Furthermore the bench rescued itself from interpreting the provisions with any purposive interpretation when the terms are clear and straight and left that prerogative to NCLAT & the Apex Court i.e. Hon'ble Supreme Court.


The Hyderabad bench however took a diametrically opposite view on the moot point. The order of the Bench has been dissected under three heads. Firstly, it was held that the IBC is a new concept evolved with a certain objects to achieve in financial sector and timelines. Thus, bankers are duty bound to refer to instruction/guidelines issued by RBI from time to time for insolvency of a Company. As a result RBI circular N o . R B I / 2 0 1 6 - 1 7 / 2 9 9 / D B R . B P . B C .
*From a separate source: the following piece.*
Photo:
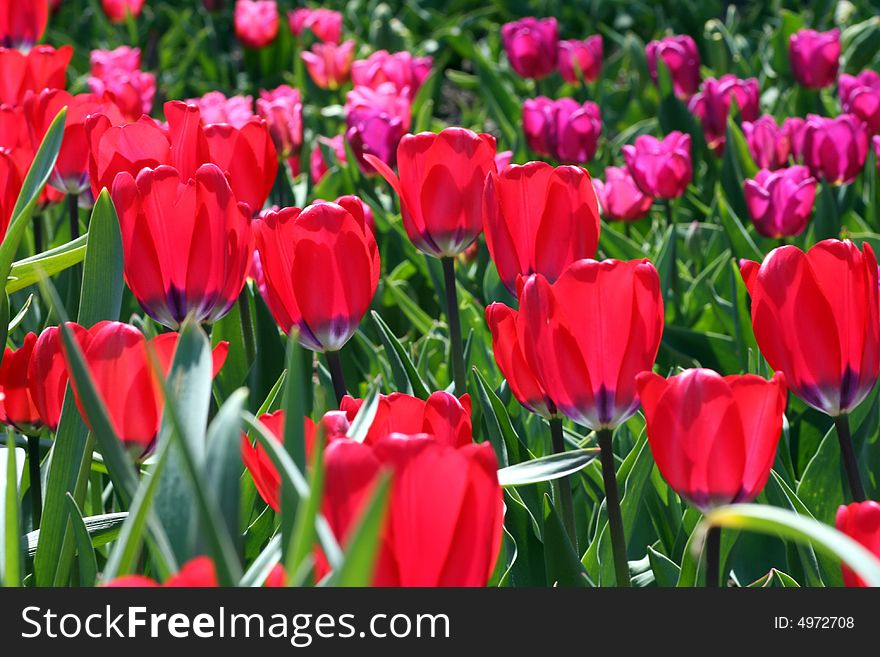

No.67/21/.04.048/2016-17; dated 5th May, 2017 in which it is stressed for early identification of stressed Assets and timely implementation of a Corrective Action Plan to preserve the economic value of stressed assets was referred. In para 4 of the Notification, RBI changed the percentages and Number required for Approval of a corrective action plan.,

"...the decisions agreed upon by a minimum of in the JLF would be 60 percent of creditors by value and 50 percent of creditors by number..."

Secondly, in contradistinction with the Mumbai Bench it was concluded that the main preamble of the IBC is the resolution of the Corporate Debtor rather than the liquidation of the Corporate Debtor. Finally, relying on the word "may" in Section 30(4) it was observed that the CoC can approve a plan with less than 75 percent too and it was incumbent upon the Adjudicating Authority to use its judicial discretion under Section 31

(2) to approve or reject the plan when it doesn't touch the ceiling of 75 percent wherein it had to consider the spirit of the code and to grant due consideration for the socio economic benefit/cause/etc. The Bench was swayed by the consideration that the Corporate Debtor was located in a remote district and was providing job opportunities to the marginalized sections of the society.

It is hoped that the appellate forums will provide much needed clarity to this crucial provisions to balance the interest of all stakeholders in the insolvency resolution process.